Two doses of coronavirus vaccine protect people better against coronavirus variants than just one dose, CDC experts said Monday.
The B.1.351 variant first seen in South Africa has the most worrying effects on the ability of vaccines to produce an immune response, the CDC’s Dr. Heather Scobie told a meeting of the CDC’s Advisory Committee on Immunization Practices.
But there are concerns about the B.1.1.7 variant first seen in the UK, as well as a variant common in Brazil known as P2.
She said the CDC has reviewed many of the studies – some published, others released as unreviewed pre-prints – on how the variants allow the virus to evade immune responses.
“Five studies have shown that postponing the second mRNA dose may leave some people less protected against the SARS-Cov-2 variants,” Scobie told the ACIP meeting. The Moderna and Pfizer/BioNTech vaccines are mRNA vaccines.
“All of the studies showed improved neutralization of B.1.1.7 and B.1.351 after the second vaccine dose,” she added. “In a few studies, people who had recovered from Covid-19 and received one vaccine dose had moderate protection against B.1.351.”
There are indications that people’s immune responses grow stronger over time after vaccination, Scobie said.
“Antibody responses to B.1.1.7 and B.1.351 improved slightly by week three,” she said.
Real-life studies also give some clues about how well the vaccines will protect people from the variants.
“The Pfizer vaccine was shown to have high real world effectiveness of 86% against symptomatic and asymptomatic disease in the UK and 84% against symptomatic disease in Israel during times when B.1.1.7 was prevalent,” Scobie said.

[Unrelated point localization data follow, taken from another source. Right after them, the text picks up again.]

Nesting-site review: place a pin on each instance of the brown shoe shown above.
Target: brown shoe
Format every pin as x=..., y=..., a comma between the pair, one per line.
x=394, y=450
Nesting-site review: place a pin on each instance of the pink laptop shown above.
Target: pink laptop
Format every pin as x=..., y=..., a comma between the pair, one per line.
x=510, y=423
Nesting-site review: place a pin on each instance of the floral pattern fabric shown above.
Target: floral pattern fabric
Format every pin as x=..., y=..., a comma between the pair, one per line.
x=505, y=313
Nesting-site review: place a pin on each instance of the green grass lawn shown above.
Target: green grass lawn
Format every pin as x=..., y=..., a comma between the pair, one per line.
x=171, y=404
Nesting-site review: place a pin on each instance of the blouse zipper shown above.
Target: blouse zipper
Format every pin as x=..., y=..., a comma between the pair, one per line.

Protection provided by the one-dose Johnson & Johnson vaccine varied from 74% in the US to 66% in Brazil at a time when most cases were caused by the P2 variant. During clinical trials in South Africa, where the B.1.351 variant was almost the only circulating virus, Johnson & Johnson vaccine efficacy was 52%. But that’s against mild to moderate disease. It provided between 73% and 82% efficacy against severe disease no matter which variant was the most common.
“Importantly, the Janssen vaccine demonstrated similar vaccine efficacy against severe, critical disease across all three countries,” Scobie said.